“Our culture celebrates superstars. We reward the product or the song or the organization or the employee that is number one. The rewards are heavily skewed , so much so that it’s typical for #1 to get ten times the benefit of #10, and a hundred times the benefit of #100.” Seth Godin, the dip, 2007.
Silver medals are getting smaller. Owners of private companies have an opportunity of being the best in the world at something. They just don’t know it yet. Being the best in the world does not necessarily mean HUGE.
You get to decide the sliver of the world you are going to dominate. In this technology-driven, social world we live in we need to be careful to decide who we are. Dominating a worldwide space has never been easier. Distribution costs, marketing costs, recruitment costs have all shrunk.
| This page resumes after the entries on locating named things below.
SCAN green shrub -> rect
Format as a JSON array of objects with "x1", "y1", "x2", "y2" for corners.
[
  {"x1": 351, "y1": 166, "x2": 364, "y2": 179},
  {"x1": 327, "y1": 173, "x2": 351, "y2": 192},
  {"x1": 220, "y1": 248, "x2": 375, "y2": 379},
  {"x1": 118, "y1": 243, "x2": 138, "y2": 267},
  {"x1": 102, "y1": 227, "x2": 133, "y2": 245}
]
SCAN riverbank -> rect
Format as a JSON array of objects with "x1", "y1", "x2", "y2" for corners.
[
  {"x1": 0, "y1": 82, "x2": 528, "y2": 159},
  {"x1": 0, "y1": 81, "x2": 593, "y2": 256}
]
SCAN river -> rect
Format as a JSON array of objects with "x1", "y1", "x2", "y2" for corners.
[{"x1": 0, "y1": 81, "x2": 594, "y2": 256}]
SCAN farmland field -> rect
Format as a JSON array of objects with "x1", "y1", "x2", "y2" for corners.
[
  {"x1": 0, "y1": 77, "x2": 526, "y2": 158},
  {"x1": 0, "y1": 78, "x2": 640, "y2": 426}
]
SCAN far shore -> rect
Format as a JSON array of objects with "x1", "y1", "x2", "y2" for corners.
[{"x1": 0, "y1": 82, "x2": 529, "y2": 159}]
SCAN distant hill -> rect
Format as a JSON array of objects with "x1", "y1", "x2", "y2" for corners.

Collaboration with disparate teams across continents is both productive and fun. Think of Skype, Dropbox, Google Voice, Mikogo. The list of free stuff that works gets longer everyday.
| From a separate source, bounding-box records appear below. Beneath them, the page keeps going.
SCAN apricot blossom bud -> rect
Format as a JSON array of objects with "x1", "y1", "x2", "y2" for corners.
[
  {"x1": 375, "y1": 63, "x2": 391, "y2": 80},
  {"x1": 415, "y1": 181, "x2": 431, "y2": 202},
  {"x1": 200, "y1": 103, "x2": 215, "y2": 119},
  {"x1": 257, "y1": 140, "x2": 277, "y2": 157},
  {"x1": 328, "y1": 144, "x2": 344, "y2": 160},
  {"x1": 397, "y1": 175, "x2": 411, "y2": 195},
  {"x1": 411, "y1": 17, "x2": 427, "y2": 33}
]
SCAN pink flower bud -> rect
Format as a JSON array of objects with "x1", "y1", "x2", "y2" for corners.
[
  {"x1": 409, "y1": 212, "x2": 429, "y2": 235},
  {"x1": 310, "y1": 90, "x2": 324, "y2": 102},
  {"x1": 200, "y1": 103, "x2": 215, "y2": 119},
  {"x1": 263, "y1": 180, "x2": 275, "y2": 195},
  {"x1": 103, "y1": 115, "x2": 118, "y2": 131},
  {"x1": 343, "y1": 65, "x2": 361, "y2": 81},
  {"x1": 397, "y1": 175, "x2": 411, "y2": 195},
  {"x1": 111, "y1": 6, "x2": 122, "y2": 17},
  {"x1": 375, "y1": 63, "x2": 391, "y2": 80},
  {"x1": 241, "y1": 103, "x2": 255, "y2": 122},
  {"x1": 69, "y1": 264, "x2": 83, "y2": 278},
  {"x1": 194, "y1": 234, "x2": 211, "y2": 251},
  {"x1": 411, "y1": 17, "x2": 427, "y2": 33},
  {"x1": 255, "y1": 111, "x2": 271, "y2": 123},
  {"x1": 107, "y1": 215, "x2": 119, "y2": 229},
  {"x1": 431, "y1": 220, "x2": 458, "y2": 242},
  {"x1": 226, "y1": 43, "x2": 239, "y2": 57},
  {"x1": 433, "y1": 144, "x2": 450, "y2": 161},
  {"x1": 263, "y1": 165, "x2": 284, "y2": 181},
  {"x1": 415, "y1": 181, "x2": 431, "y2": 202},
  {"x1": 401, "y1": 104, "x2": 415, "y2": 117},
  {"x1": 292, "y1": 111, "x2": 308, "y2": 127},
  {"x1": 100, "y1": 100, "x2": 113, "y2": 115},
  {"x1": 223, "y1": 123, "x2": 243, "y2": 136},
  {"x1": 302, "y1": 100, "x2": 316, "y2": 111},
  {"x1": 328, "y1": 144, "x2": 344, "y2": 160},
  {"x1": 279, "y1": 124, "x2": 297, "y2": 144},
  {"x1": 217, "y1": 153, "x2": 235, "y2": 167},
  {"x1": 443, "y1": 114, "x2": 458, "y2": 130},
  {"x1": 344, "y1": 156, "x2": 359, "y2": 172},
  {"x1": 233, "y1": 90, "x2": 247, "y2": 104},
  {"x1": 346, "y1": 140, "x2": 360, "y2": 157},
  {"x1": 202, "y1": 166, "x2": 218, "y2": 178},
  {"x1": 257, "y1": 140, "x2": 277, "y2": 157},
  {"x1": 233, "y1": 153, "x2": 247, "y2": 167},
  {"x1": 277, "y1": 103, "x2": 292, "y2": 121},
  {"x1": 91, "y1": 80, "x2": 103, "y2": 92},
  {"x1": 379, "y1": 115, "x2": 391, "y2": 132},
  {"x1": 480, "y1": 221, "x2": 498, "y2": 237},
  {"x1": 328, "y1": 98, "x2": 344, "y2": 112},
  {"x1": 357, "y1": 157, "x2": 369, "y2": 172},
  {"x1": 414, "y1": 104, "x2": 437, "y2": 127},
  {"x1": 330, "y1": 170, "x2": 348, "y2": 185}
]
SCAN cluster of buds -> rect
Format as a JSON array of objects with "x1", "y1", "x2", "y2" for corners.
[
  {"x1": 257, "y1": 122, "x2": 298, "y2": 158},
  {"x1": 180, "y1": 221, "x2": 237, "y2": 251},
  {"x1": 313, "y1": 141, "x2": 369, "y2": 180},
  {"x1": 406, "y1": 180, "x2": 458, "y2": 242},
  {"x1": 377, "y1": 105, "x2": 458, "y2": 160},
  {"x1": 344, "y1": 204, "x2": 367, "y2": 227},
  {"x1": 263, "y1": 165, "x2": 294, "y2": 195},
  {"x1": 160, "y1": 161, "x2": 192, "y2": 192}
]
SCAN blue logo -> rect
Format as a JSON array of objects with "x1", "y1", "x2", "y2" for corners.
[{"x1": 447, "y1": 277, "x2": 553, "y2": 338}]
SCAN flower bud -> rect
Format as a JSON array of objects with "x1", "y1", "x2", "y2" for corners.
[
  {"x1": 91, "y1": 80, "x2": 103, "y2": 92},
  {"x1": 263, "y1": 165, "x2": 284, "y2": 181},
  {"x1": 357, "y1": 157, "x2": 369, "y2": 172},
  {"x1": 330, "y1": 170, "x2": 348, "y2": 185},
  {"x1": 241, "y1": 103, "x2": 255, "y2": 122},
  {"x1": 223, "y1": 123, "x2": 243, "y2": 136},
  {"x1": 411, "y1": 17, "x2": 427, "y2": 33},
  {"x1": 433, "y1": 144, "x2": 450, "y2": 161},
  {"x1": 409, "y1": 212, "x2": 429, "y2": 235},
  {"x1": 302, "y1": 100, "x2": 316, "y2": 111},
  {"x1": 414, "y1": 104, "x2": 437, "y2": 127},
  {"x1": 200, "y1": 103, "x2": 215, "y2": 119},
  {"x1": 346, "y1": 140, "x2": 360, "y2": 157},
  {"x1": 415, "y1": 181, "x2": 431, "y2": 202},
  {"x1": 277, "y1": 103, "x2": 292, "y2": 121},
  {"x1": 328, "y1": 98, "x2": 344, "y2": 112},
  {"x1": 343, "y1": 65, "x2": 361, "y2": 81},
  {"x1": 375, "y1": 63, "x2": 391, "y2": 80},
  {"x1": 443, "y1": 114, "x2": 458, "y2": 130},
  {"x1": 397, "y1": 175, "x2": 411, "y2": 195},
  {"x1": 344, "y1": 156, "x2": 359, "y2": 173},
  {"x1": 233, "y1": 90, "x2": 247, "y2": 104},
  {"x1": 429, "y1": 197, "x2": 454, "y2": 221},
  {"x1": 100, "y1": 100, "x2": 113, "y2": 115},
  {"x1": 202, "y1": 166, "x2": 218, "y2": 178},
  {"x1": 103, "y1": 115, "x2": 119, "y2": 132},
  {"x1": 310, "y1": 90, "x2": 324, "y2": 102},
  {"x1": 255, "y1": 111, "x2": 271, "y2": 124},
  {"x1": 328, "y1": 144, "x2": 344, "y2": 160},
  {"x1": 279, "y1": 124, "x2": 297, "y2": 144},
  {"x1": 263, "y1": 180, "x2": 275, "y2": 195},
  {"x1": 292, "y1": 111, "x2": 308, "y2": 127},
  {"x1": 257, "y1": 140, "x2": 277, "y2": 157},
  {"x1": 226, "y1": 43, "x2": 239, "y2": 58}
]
Being the best in the world at something may seem a little ambitious but look at the rewards:
Winner takes all
- US Ice Cream Sales 2006 – % share – Vanilla 29%, Chocolate 8.9%, Butter Pecan 5.3%, Strawberry 5.3%.(International Ice Cream Assoc)
- Box Office First weekend – Apr 3rd – Gross $ – #1 Hop $37m, #2 Source Code $14.8m (Box Office Mojo)
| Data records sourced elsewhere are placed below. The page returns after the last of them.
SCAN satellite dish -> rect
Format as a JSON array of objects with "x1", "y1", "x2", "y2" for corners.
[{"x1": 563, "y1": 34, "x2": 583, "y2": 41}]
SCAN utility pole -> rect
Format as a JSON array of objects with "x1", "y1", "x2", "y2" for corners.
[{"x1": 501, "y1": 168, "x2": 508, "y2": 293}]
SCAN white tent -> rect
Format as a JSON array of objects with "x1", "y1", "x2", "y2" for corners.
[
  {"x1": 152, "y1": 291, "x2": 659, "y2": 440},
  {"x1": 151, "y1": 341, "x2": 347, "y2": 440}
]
- Average margin of victory in all major tournaments over 25 years of golf was less than 3 strokes, yet winner took home 76% more in prize dollars than second place (212° )
- Horse racing’s classic races Kentucky Derby, the Preakness, Belmont Stakes – average payout to the winner is 400% more than second. (212° )
- Auto racing – Daytona 500 & Indianapolis 500. Over a 10 year period despite the races taking 3 to 3.5 hours to complete, the winning margin on average was 1.54 secs, the winning prize money $1.3m, second $621k (212°)
- iPad’s market share in Q4 2010 was 73%, second was Samsung at 17%. (Total Telecom)
- Search engine market share for March 2011 shows Google at 84.64%, second is Yahoo/Bing at 9%. (Netmarketshare) (although in the US Bing is rising & Google is falling)
As Dharmesh Shah CTO & Founder, HubSpot, pointed out in a recent blog explaining the recent $32m finance round – who can name the #2 to Amazon, NetFlix, VMWare, eBay. HubSpot of course is seeking to dominate in-bound marketing software.
Call to Action
As the owner/manager of an SMB the most effective path to growth is to define and dominate your space. You get to decide what that space is. You are allowed to lean on the past but you must curate what you do.
Being in the middle of the field is not safe, it’s dangerous. Go be remarkable and build a more valuable business and in time one that is saleable and liquid even if you hang on to it for fun.